Considerando que “Da ponte pra cá antes de tudo é uma escola” e que a formação capacita o profissional para identificar soluções mais eficazes e humanas para as deficiências institucionais, incluir negros e periféricos em cargos de gestão nas prestadoras de serviço impactará positivamente na construção de alternativas capazes de resolver problemas concretos.
Assim, entendo que um dos principais entraves à universalização do saneamento é a discriminação institucional, que restringe a expansão do serviço em ocupações consideradas “irregulares” e decorre da exclusão histórica e estrutural das populações que habitam esses territórios, exclusão que molda a própria relação entre o Estado, as concessionárias e as periferias.

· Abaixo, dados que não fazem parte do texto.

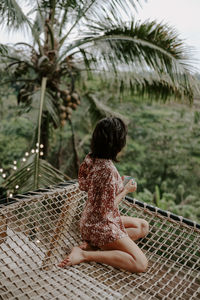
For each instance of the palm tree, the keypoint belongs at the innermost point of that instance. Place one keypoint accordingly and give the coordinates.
(70, 39)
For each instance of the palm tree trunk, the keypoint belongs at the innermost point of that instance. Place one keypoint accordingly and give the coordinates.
(76, 158)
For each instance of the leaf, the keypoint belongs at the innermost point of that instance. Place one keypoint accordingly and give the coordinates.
(24, 177)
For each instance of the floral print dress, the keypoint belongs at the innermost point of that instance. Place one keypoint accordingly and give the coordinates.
(100, 222)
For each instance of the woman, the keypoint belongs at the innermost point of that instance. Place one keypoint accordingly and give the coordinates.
(101, 225)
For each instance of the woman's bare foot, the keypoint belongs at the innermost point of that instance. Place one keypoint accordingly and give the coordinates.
(87, 247)
(74, 258)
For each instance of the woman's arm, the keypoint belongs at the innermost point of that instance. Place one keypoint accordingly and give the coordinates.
(129, 188)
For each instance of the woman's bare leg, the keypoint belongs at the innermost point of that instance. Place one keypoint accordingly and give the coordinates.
(123, 253)
(136, 228)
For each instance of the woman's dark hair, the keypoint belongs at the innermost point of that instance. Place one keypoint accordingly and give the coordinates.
(108, 138)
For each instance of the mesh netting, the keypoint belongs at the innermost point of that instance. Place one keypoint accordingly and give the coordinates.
(39, 228)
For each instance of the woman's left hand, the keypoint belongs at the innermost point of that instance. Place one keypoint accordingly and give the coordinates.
(131, 186)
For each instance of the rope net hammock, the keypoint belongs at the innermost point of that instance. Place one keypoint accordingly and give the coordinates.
(38, 228)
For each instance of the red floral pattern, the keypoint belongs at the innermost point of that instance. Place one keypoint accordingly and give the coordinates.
(100, 222)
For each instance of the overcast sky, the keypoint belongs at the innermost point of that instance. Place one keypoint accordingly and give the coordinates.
(183, 15)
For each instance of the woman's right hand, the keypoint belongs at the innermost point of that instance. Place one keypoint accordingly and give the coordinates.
(131, 186)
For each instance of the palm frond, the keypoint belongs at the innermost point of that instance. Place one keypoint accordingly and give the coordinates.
(24, 177)
(99, 110)
(12, 14)
(135, 50)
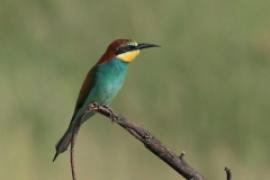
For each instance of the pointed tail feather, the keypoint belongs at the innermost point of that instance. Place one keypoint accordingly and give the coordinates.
(64, 142)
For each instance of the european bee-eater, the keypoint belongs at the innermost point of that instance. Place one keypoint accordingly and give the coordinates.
(102, 83)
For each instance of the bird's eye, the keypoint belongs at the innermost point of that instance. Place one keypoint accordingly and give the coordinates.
(126, 49)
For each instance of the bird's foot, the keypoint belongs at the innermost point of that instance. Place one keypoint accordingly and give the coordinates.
(112, 114)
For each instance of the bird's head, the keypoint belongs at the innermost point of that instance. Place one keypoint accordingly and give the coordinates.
(124, 49)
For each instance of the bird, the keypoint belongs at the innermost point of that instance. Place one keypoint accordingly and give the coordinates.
(102, 83)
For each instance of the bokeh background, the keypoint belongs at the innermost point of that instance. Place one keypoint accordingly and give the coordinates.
(206, 91)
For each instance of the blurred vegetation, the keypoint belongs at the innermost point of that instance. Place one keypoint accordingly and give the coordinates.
(206, 91)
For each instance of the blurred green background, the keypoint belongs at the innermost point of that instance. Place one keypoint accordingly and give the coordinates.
(206, 91)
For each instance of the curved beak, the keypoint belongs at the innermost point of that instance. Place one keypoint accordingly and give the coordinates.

Universalizar o saneamento básico é uma tarefa de concretização da dignidade da pessoa humana, fundamento da República consagrado pela Constituição Federal de 1988, e exige o aprimoramento das instituições públicas e privadas, de modo que atuem em favor da promoção do bem de todos, da erradicação da pobreza e da redução das desigualdades.
Assim, somente quando o direito à água, acompanhado de todos os direitos fundamentais, alcançar a quebrada, poderemos dizer que o Brasil é, de fato, uma República fundada na dignidade da pessoa humana.